Arm-Fall-Off-Boy inspired the character, but did he inspire you much?
I know the character was inspired I think by Arm-Fall-Off-Boy and I knew who he was. I remember who Arm-Fall-Off-Boy off was. First of all, he's great at pulling obscure characters like that because that was an obscure superhero team, the Legion of Superheroes from an obscure timeline, the future and it was actually a bunch of people that were auditioning that didn't get in, these were the rejects and I think they became a little sub Legionnaire team. So I mean, we're going way back to when they were just running out of names for superheroes and used anything. "I got it, Calendar man, that'll be one guys, that'll be great."
Audiences are far more sophisticated now, but reaching back into a time when audiences were not very sophisticated, where we would just consume whatever came up but the assumption was comics are for kids, they'll eat this up. Now we're adults, now we are a sophisticated audience, now we know story just because we've been inundated with story all the time. Our needs are more.

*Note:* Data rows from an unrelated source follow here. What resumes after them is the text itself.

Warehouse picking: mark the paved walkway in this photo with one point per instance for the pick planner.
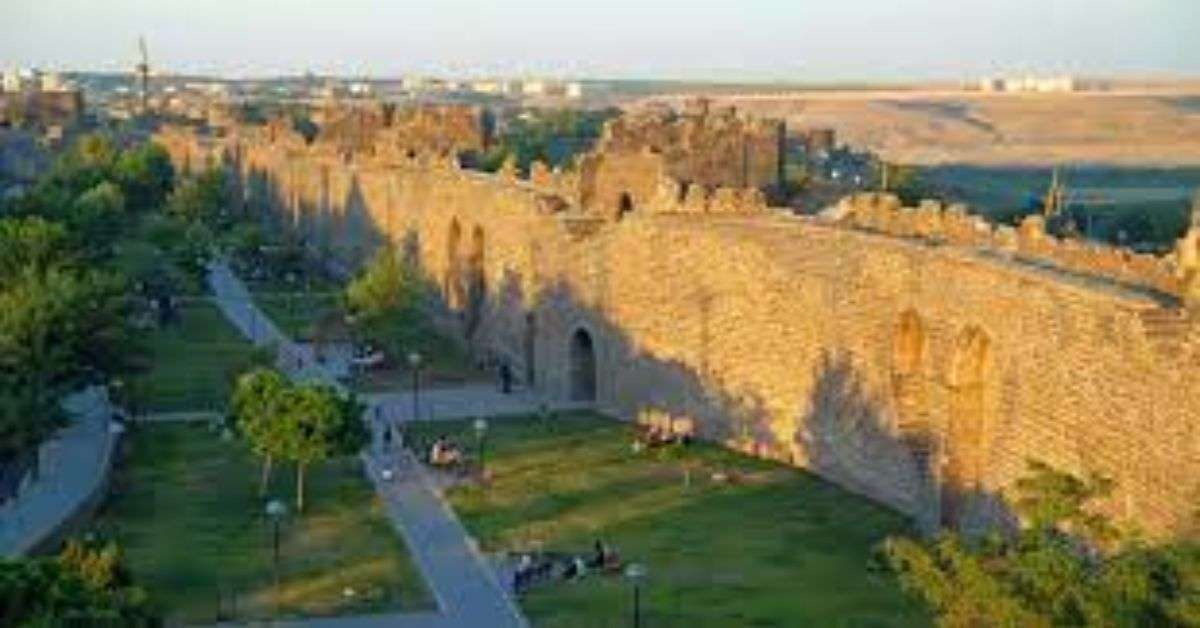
(73, 466)
(461, 402)
(466, 590)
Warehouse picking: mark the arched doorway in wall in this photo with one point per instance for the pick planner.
(967, 430)
(531, 348)
(907, 374)
(451, 283)
(624, 205)
(475, 280)
(582, 366)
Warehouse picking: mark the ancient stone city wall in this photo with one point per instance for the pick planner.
(922, 376)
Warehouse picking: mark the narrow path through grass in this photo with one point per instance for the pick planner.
(187, 514)
(771, 545)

I love when James Gunn can take that kind of obscurity, that kind of a simplistic look at characters and say but what if they were real? Case in point, Polka-Dot Man, what a lame character, probably one of my favorite in the film.
Such a great balance of tragedy and humor.
When you look at the origins of heroes, something like Batman, and you think, "Oh, that's great, his parents were killed, so now he dedicated his life to solving a crime." No, that kid's traumatized, and that man's fricking crazy. He dresses up like a bat and he beats the crap out of people, that's trauma. I mean, what if it were real, that guy should talk to somebody, he needs a therapist, he doesn't need a Batmobile, he needs to get some thoughts out of his head, I mean that guy is haunted. Batman is not a crime fighter, he's a traumatized child beating the crap out of people.